Advances in Research on Multi-modal Imaging Tracing for Drug Delivery

Cancer is a major disease that threatens human life and health, and drug therapy (chemotherapy) is one of the effective means to treat cancer. In order to further improve the efficacy and reduce toxic and side effects, the targeted delivery and precise release of anti-cancer drugs have become an important content of anti-cancer drug development. However, how to accurately trace the delivery process, targeted drug release process, and biodistribution and metabolism of anticancer drugs in real-time and online is a difficult and core problem that urgently needs to be resolved by analytical science.

The team of Yanping Shi, a researcher at the Lanzhou Institute of Chemical Physics, Chinese Academy of Sciences, recently used multi-mode imaging analysis technology combining fluorescence imaging and mass spectrometry imaging to successfully achieve real-time accurate tracing of the whole process a new type prodrug targeting delivery, release, distribution, and metabolism of the colorectal.


The researchers designed and synthesized a new type of azo prodrug AP-N=N-Cy, which consists of a prodrug molecule (AP) through a multifunctional azophenyl group and near-infrared fluorophore (Cy) are connected together. The research results show that the azo-based prodrug can not only be used as a near-infrared probe that responds to azo reductase to track the drug delivery process in real-time, but also can be used as a delivery platform for anticancer drug molecules (AdP). In the presence of azo reductase, the multifunctional azo phenyl group in AP-N=N-Cy will be broken to release AdP and Cy. Its azo phenyl group acts as a switch to turn on Cy fluorescence. The introduction gives the azo-based prodrug a unique fluorescent on-off characteristic. Based on the specific secretion of azo reductase in the colon, the azo prodrug achieves specific localized delivery and targeted release in the colon.

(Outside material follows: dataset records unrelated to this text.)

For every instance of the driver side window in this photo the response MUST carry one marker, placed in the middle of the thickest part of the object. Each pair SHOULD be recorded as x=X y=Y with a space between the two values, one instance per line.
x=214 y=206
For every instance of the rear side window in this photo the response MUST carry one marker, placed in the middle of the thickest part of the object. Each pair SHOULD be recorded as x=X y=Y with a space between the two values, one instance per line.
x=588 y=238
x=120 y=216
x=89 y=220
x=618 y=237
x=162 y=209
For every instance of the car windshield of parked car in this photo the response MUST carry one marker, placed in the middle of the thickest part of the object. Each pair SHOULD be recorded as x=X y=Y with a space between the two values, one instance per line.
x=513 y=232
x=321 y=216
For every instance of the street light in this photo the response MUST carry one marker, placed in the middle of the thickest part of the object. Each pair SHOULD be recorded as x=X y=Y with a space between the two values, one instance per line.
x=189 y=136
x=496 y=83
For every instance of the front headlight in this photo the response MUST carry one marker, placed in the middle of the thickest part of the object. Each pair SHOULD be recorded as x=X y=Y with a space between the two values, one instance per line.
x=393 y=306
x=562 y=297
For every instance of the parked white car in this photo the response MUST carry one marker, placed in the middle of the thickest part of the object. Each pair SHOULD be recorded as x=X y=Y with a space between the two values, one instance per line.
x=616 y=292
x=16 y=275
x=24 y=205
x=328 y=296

The azo-based prodrug can be taken orally, and has high stability and low toxicity before reaching the colon. In view of the synchronization between the release of anticancer drug molecules and the fluorescence opening process, fluorescence imaging methods can be used to accurately trace the delivery of anticancer drug molecules in vitro, in Vitor, and in vivo, and mass spectrometry imaging can be used to precise analyze AdP and Cy at the molecular level of biological distribution in different tissues.